Em um artigo chamado “Kubrickland”, o crítico de cinema Amir Labaki comenta que “um filme de Stanley Kubrick carrega sempre um paradoxo: imediatamente reconhecível como dele, jamais repete a experiência das obras anteriores”. Afinal de contas, apesar da relativamente curta filmografia em 49 anos de atividades, Kubrick conseguiu passar por diferentes gêneros cinematográficos como poucos, sendo sempre bem-sucedido: desde o épico de guerra em Glória Feita de Sangue ao filme de terror em O Iluminado e a ficção científica em 2001: Uma Odisseia no Espaço. A intensidade de cada uma dessas obras só reforça os superlativos que lhe são atribuídos como um dos mais geniais diretores da história do cinema.

Não seria diferente em sua experiência na comédia, com Dr. Fantástico (Dr. Strangelove or: How I Learned to Stop Worrying and Love the Bomb, 1964). Em plena Guerra Fria, Kubrick conduz um filme que satiriza a paranoia nuclear da época, o militarismo e as decisões de líderes mundiais obviamente despreparados para os cargos que ocupam. Partindo do livro Red Alert, de Peter George, como inspiração, o roteiro do próprio Kubrick em parceria com Terry Southern desvirtua completamente o tom de suspense e ação da obra original para construir sua comédia política.

Acompanhamos três histórias paralelas durante o filme: numa delas, o paranoico General Jack Ripper ordena sem autorização um ataque nuclear à União Soviética, a fim de manter sua essência e a “pureza de seus fluidos corporais”, uma vez que, segundo ele, a ameaça comunista está se infiltrando através da fluoretação da água (!). Enquanto isso, ciente do ataque iminente, o presidente dos Estados Unidos se reúne com seus conselheiros, oficiais das Forças Armadas e o embaixador russo na Sala de Guerra, na tentativa de evitar o apocalipse nuclear. Ao mesmo tempo, vemos a tripulação de um dos aviões B-52, comandada pelo Major T.J. “King” Kong, prestes a lançar suas bombas em território russo.

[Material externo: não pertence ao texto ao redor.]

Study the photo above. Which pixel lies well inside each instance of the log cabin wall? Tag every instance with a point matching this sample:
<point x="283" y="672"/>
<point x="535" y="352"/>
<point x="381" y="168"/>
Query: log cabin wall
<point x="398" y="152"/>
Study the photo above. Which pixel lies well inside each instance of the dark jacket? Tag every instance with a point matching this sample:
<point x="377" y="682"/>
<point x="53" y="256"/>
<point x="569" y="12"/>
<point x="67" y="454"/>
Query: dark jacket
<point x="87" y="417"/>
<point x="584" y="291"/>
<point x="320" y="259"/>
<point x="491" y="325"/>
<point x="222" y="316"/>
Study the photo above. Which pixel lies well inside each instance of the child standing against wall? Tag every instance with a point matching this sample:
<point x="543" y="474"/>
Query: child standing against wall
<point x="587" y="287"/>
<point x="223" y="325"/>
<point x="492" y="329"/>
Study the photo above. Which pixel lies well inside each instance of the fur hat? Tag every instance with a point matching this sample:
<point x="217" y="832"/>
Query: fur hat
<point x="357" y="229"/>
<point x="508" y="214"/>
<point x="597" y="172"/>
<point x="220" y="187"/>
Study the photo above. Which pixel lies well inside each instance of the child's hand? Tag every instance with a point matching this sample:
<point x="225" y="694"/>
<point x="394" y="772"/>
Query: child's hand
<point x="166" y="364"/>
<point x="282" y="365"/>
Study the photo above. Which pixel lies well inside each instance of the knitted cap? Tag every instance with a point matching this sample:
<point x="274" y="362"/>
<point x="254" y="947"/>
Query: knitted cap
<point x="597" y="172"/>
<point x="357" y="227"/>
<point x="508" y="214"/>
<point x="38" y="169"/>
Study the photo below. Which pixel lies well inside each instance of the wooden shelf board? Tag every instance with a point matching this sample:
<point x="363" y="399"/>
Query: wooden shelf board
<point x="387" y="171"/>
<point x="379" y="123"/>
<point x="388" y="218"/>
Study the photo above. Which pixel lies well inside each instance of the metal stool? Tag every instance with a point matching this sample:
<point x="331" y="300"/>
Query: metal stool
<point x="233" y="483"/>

O que chama a atenção em Dr. Fantástico é, logo de cara, as atuações, sem as quais o filme certamente não seria metade do que é. Peter Sellers, que já havia trabalhado com Kubrick em Lolita, aqui encarna três papéis completamente diferentes com a mesma competência: o capitão Lionel Mandrake, que tenta convencer o General Ripper a lhe passar a única senha que pode evitar o ataque; o presidente americano Merkin Muffley; e o Dr. Strangelove do título, a figura bizarra de um cientista ex-nazista que constantemente chama o presidente de “Mein Führer” e possibilita que Sellers explore seu humor físico com uma mão alienígena que insiste em fazer a saudação de Hitler. O ator ainda estava cotado também para fazer o papel do Major Kong, mas não se sentiu confortável ao tentar acertar o sotaque texano do personagem, que acabou nas mãos de Slim Pickens, saído diretamente de filmes de faroeste. Pickens era o próprio Major Kong em vida, e Kubrick inclusive decidiu não contar a ele que o filme era uma comédia, para que ele levasse a sério o papel.

Além da atuação tripla inspirada de Sellers, o trabalho de Pickens e a igualmente excelente interpretação de Sterling Hayden como o tresloucado General Ripper, não há como tirar os olhos de George C. Scott, que se sobressai na pele do General Buck Turgidson. Exagerando propositalmente nas expressões faciais, caretas e linguagem corporal, Scott convence porque constrói o personagem tão naturalmente que suas reações se tornam críveis e, portanto, mais engraçadas, como se o General Turgidson tentasse ser sério e não tivesse consciência do quanto caminha na contramão disso. A decisão de Kubrick de usar vários takes de ensaios do ator na versão final do filme – o que causou posteriormente uma briga entre os dois – permitiu que até mesmo uma queda não planejada em cena ficasse na versão final do filme, tamanho o talento de Scott em contornar um imprevisto e fazer daquilo algo orgânico.

E é com essa mesma seriedade que Kubrick conduz o filme, com seu apuro visual de costume, mas revelando um timing cômico impecável que se dá através de um humor anárquico presente no roteiro, na montagem paralela e em uma série de piadas visuais, como na abertura que nos introduz aos aviões acoplados como falos ao som de uma trilha sonora romântica. Símbolos fálicos, aliás, estão por toda parte, seja nos charutos que o General Ripper fuma em evidência, nos mísseis, nas armas, ou na cena icônica em que o Major Kong, usando um chapéu de caubói, cavalga um míssil atômico em direção a seu destino. A ironia também é presente em cenas como a invasão a uma base militar, em meio a enormes outdoors que anunciam “Paz é a nossa profissão”, ou em diálogos como o famoso “Vocês não podem brigar aqui! Esta é a Sala de Guerra!”.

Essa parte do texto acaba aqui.